Still, in response to those who have been egging me to say something on the matter, my thoughts hew closely to the Supreme Court’s position on the constituent assembly—let’s wait for more concrete indications. Put more picturesquely, I would rather wait for those people pushing the inconceivable to tighten the noose some more around their necks; the better to hang them with when the appropriate time comes. In the meantime, I am of the belief that what the bright boys at the Palace are doing is building and reinforcing scenarios that would translate into better bargaining points. They know she can’t. The people will not willingly bend over backwards; not this time around.
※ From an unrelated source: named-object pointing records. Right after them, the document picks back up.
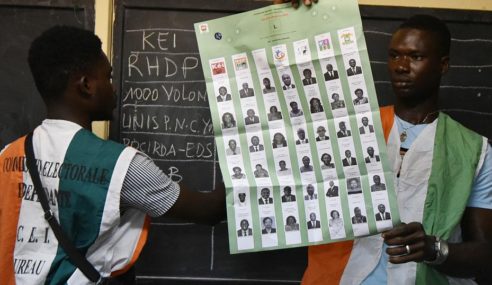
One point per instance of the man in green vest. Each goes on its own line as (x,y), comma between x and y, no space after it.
(444,187)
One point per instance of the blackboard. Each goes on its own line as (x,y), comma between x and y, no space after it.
(183,253)
(21,107)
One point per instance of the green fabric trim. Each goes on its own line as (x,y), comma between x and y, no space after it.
(81,218)
(457,152)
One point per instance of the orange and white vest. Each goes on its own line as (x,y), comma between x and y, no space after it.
(82,176)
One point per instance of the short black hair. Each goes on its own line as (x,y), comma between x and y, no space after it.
(434,25)
(57,54)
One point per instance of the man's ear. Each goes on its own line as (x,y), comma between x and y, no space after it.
(84,86)
(444,64)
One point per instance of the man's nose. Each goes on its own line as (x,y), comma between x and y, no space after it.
(402,64)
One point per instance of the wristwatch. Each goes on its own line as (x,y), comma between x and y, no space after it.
(441,248)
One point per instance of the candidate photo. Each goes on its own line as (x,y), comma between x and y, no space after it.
(268,226)
(313,223)
(287,82)
(233,149)
(267,88)
(366,127)
(246,91)
(279,140)
(358,218)
(349,160)
(354,68)
(332,191)
(377,186)
(265,197)
(308,79)
(310,193)
(228,121)
(337,103)
(354,186)
(251,117)
(382,215)
(245,230)
(223,95)
(288,196)
(255,144)
(330,73)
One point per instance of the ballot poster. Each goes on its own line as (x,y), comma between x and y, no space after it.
(297,126)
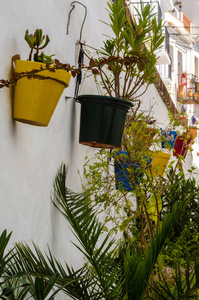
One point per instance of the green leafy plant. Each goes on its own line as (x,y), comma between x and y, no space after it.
(35,43)
(127,61)
(110,273)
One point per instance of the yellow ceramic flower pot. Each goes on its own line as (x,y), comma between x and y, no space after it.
(35,99)
(159,163)
(193,132)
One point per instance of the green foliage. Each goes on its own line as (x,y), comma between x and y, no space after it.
(127,60)
(35,43)
(183,284)
(109,274)
(183,242)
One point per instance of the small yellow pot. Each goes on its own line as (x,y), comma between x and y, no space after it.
(193,132)
(36,99)
(159,163)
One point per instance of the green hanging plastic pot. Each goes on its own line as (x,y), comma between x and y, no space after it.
(102,120)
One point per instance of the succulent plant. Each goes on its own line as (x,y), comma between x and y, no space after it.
(35,43)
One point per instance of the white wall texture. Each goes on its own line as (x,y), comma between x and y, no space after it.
(30,155)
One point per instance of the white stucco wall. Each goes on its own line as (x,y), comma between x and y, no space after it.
(30,155)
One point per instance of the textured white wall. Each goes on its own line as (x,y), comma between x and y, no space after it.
(30,155)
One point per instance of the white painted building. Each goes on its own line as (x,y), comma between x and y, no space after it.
(31,155)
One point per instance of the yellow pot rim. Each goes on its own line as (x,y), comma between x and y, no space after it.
(162,154)
(61,75)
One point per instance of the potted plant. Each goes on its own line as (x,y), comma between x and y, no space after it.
(125,64)
(159,163)
(128,171)
(39,84)
(168,138)
(193,130)
(183,117)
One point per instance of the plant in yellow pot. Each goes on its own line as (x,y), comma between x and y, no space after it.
(40,86)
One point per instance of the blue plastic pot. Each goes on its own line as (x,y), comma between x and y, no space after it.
(169,138)
(127,172)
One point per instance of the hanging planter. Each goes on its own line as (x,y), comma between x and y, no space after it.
(159,163)
(102,120)
(193,132)
(35,99)
(127,173)
(181,146)
(168,138)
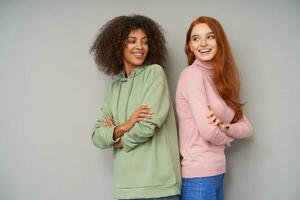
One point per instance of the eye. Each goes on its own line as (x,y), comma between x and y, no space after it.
(195,39)
(131,41)
(210,37)
(145,42)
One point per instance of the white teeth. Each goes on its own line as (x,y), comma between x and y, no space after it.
(205,50)
(138,54)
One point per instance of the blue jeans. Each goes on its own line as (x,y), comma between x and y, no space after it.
(204,188)
(175,197)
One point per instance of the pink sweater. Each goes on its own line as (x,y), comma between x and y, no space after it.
(202,144)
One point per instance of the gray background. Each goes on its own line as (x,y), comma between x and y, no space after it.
(51,93)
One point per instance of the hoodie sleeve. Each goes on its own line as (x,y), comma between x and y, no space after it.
(102,137)
(156,95)
(240,129)
(193,88)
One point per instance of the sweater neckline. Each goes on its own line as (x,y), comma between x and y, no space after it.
(134,73)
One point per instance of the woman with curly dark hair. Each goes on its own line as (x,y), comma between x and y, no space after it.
(137,119)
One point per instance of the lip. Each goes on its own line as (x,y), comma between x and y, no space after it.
(138,54)
(205,51)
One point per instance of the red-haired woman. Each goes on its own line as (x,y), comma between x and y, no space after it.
(209,110)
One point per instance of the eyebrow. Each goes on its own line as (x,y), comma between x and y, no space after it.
(206,34)
(145,37)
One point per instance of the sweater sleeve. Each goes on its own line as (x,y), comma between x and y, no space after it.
(195,93)
(102,137)
(240,129)
(156,95)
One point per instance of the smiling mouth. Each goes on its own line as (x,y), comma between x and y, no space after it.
(138,54)
(205,51)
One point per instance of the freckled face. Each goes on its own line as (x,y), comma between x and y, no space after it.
(203,42)
(136,49)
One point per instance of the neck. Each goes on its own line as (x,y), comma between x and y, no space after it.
(207,67)
(128,69)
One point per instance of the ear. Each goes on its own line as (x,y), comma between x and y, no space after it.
(191,47)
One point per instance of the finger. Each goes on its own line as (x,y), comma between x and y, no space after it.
(144,107)
(110,122)
(210,113)
(212,119)
(216,122)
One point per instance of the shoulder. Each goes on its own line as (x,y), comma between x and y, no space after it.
(154,72)
(191,73)
(154,68)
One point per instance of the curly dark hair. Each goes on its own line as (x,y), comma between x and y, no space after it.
(108,46)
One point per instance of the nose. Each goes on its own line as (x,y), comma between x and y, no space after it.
(203,42)
(139,45)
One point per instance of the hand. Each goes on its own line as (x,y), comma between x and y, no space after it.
(213,119)
(108,122)
(140,114)
(118,144)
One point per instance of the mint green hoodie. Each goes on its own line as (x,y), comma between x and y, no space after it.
(148,165)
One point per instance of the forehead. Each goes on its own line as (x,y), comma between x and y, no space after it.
(201,29)
(139,33)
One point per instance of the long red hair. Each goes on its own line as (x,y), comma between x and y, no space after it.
(226,77)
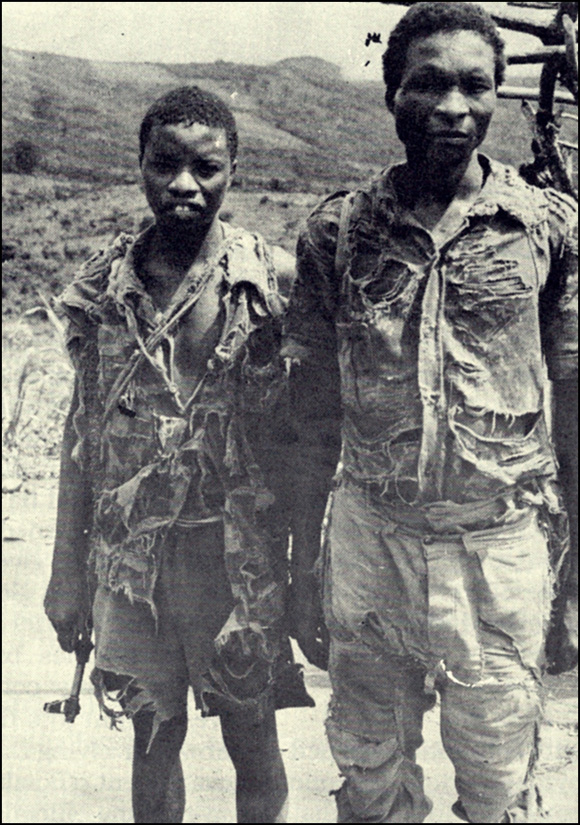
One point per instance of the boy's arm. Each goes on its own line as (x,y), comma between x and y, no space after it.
(66,602)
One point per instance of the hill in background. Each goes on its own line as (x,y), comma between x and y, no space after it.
(302,127)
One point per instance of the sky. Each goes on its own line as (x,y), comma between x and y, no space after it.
(189,32)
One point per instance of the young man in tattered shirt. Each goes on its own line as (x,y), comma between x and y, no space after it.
(427,305)
(171,472)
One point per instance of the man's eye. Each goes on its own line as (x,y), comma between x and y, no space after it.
(477,87)
(429,85)
(208,170)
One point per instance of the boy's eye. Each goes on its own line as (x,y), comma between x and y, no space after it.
(163,164)
(208,170)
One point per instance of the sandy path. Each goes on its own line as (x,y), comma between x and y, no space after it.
(60,773)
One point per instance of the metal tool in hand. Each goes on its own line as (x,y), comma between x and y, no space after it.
(71,707)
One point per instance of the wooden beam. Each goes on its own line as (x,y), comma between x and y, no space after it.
(527,93)
(538,56)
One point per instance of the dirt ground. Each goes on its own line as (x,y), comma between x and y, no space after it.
(59,773)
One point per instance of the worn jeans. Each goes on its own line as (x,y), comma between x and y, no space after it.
(467,611)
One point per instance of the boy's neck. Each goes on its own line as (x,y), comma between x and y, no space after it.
(180,249)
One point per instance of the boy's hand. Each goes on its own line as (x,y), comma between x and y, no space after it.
(67,607)
(307,624)
(562,641)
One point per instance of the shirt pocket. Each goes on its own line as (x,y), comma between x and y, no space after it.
(116,346)
(490,282)
(507,459)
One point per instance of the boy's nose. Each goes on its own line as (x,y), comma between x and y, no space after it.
(183,183)
(453,106)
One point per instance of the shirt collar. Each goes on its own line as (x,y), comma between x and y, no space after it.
(503,191)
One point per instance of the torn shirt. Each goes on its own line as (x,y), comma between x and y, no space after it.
(441,349)
(154,458)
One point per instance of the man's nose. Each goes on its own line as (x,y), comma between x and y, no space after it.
(184,183)
(453,105)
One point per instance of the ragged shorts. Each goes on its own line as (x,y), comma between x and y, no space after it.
(161,658)
(470,610)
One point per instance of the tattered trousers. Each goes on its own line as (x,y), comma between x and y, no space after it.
(469,610)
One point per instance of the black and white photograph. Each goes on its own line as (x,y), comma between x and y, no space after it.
(290,412)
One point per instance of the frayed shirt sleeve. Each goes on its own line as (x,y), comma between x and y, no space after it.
(559,300)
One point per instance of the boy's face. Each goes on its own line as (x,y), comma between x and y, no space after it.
(186,172)
(444,104)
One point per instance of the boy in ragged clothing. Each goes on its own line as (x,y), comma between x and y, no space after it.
(167,486)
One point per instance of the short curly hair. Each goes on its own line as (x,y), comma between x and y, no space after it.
(424,19)
(189,104)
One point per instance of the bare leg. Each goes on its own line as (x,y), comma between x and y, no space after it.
(158,787)
(261,786)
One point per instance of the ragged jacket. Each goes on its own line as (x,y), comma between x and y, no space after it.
(440,351)
(152,459)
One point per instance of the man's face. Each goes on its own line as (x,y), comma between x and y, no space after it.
(186,171)
(444,104)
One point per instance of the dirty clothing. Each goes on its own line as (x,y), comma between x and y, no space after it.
(446,471)
(184,482)
(471,609)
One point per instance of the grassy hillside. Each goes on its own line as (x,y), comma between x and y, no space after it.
(302,127)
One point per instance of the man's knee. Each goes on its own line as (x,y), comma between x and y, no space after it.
(490,733)
(152,735)
(382,784)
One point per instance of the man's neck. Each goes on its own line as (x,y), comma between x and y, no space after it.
(442,183)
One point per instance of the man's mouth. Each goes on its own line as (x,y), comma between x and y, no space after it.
(451,137)
(184,209)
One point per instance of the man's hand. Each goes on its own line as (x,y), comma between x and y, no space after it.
(67,606)
(307,623)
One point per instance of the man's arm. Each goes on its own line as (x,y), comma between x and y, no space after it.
(66,602)
(310,350)
(559,322)
(562,646)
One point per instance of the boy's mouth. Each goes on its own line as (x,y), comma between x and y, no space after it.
(184,209)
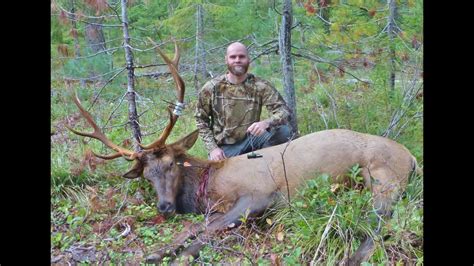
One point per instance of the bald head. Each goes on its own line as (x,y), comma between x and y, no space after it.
(237,60)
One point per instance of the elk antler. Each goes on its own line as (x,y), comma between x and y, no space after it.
(97,134)
(180,87)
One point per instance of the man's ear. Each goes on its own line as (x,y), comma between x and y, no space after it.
(135,171)
(187,142)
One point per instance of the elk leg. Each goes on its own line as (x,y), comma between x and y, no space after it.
(385,191)
(249,204)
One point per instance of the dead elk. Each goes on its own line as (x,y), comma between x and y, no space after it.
(239,186)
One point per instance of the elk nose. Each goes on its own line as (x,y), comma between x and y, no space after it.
(166,207)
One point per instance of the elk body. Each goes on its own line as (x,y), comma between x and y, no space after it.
(239,186)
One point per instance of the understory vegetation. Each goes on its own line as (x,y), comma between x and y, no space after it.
(99,217)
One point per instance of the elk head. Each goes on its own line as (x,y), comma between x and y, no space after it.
(156,162)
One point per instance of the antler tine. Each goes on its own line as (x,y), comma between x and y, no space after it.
(180,88)
(97,134)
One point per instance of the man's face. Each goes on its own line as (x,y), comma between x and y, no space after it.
(237,60)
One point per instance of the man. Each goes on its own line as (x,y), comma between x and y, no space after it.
(229,107)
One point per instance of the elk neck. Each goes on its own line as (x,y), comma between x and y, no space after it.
(191,195)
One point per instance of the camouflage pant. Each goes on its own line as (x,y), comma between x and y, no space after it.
(275,136)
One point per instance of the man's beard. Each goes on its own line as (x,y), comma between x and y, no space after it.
(239,70)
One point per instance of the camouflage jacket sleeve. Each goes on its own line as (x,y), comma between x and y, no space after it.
(273,101)
(203,116)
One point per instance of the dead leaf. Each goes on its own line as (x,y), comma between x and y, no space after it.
(275,259)
(280,236)
(159,219)
(335,187)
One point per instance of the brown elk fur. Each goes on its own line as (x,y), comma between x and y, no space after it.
(239,185)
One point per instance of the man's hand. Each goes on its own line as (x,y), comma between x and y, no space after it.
(258,128)
(217,154)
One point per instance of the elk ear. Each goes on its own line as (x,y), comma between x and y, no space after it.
(136,171)
(187,142)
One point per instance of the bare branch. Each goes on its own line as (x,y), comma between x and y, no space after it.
(321,60)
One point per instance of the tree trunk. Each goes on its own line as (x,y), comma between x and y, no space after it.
(132,108)
(200,60)
(77,49)
(324,13)
(284,42)
(392,7)
(95,36)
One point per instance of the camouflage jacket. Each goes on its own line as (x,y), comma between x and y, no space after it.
(224,110)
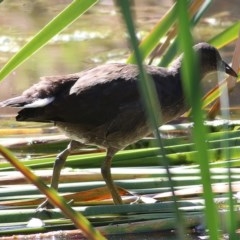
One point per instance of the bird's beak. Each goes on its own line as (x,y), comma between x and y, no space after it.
(229,70)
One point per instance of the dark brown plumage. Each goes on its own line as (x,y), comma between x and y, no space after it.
(102,106)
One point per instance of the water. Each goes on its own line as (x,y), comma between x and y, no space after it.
(96,37)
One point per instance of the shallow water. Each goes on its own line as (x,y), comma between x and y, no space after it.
(96,37)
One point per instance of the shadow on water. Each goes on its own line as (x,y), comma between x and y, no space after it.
(95,38)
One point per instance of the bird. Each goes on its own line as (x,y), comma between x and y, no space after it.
(102,106)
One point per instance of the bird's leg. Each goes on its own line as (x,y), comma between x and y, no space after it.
(106,173)
(58,165)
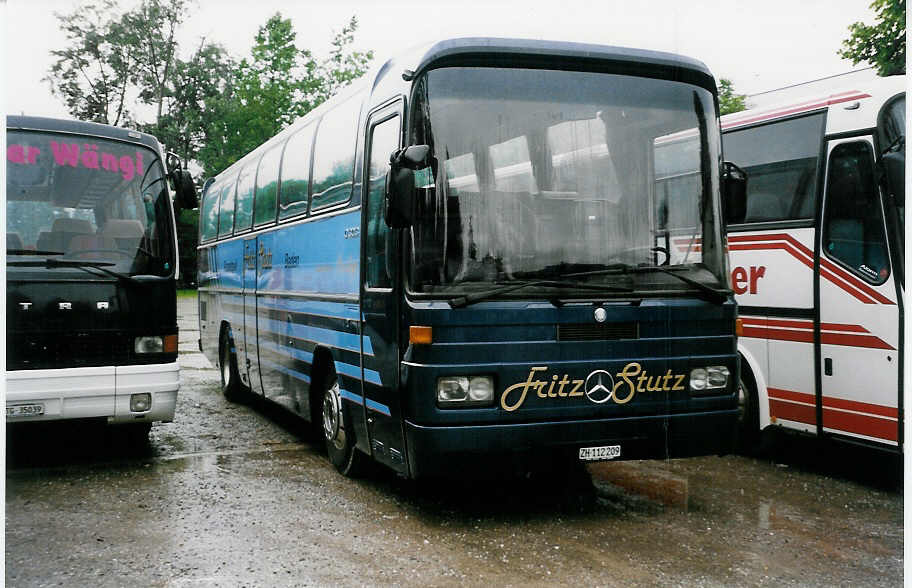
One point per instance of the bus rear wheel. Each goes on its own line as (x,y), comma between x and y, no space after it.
(337,431)
(231,378)
(748,417)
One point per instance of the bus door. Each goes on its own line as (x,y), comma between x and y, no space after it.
(273,327)
(859,315)
(380,294)
(246,342)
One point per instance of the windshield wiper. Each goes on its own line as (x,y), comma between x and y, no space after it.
(462,301)
(31,252)
(86,266)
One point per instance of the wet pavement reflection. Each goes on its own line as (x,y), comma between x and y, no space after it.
(240,495)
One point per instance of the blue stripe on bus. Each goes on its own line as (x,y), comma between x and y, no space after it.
(354,371)
(338,339)
(279,368)
(338,310)
(305,356)
(371,405)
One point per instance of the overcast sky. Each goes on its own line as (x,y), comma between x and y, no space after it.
(758,44)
I am talking about that e-mail about how we, earthlings, will be witnessing a once-in-a-lifetime spectacle next month— two moons of more or less the same sizes. The other e-mail was about that famous murder at the White House involving United States President Barack Obama and a hapless, pitiful housefly that got some people so riled up.
According to the hoax that’s being forwarded by people who were probably asleep in their astronomy classes, planet Mars will be closest to Earth next month. The three e-mails I received even had a picture of Mars and the moon magnified to the same size and positioned perilously close to each other. A friend whom I wanted to bop on the head gushed at the possibility until I reminded him of the cataclysmic repercussions of such a celestial event. The gravitational pull that would be created by having two moons side-by-side would be disastrous, not to mention the kind of havoc that would result on the tides of this planet!
The sad thing is that this hoax is actually a result of someone’s careless interpretation of an old fact. Mars did come closest to Earth in 2003 and an official and factual news report said that the planet, when viewed “at a modest 75-power magnification will look as large as the moon.” Someone with an overactive imagination and nothing better to do conveniently dropped the reference to “75-power magnification,” threw in magnified pictures of both Mars and the Moon and then forwarded the baloney to the rest of the world.
I can understand how a number of people fell for the hoax. The solar system and the universe beyond are realms that remain mysterious and captivating to most of us. I, for one, have always had this fascination with astronomical events, thanks to my grandmother who had a profound interest in the stars and the planets and would wake us up in the middle of the night to witness whatever celestial phenomenon was on, such as when a comet was visible or when an eclipse was occurring. For the most part, however, many of the information she passed on to us were breathtaking but I discovered much later on, were quite erroneous.
Like everyone else, I spent quite a number of my elementary years gazing at a mock up of the solar system at the ceiling of our science room where the planets stood quite close to each other. It was only about a decade ago while reading Bill Bryson’s book A Short History of Nearly Everything when I actually learned that even if the earth were reduced to the size of an ordinary pea, a realistic rendition of the solar system drawn to scale would have Jupiter situated about 300 meters away from earth and Pluto would be about two-and-a-half kilometers away.
The other e-mail that I received that I found quite amusing was that bit about how people belonging to the group People for the Ethical Treatment of Animals chided Obama for what they thought was inhumane attitude towards a fly. The President of the most powerful nation on earth was being interviewed on television when a fly intruded. He smacked it dead. PETA sent Obama a bug catcher that he can use to trap a housefly next time around and taught him the proper way to treat flies—which according to them, is to catch it in a humane way and then release it outside.
I understand that the protest was done more for political reasons than anything else. We all have our own causes and advocacies. But really, taking up the cudgels for houseflies and their rights and chiding a President for swatting a fly? I am not sure such a move advanced the cause of political correctness in a proactive way.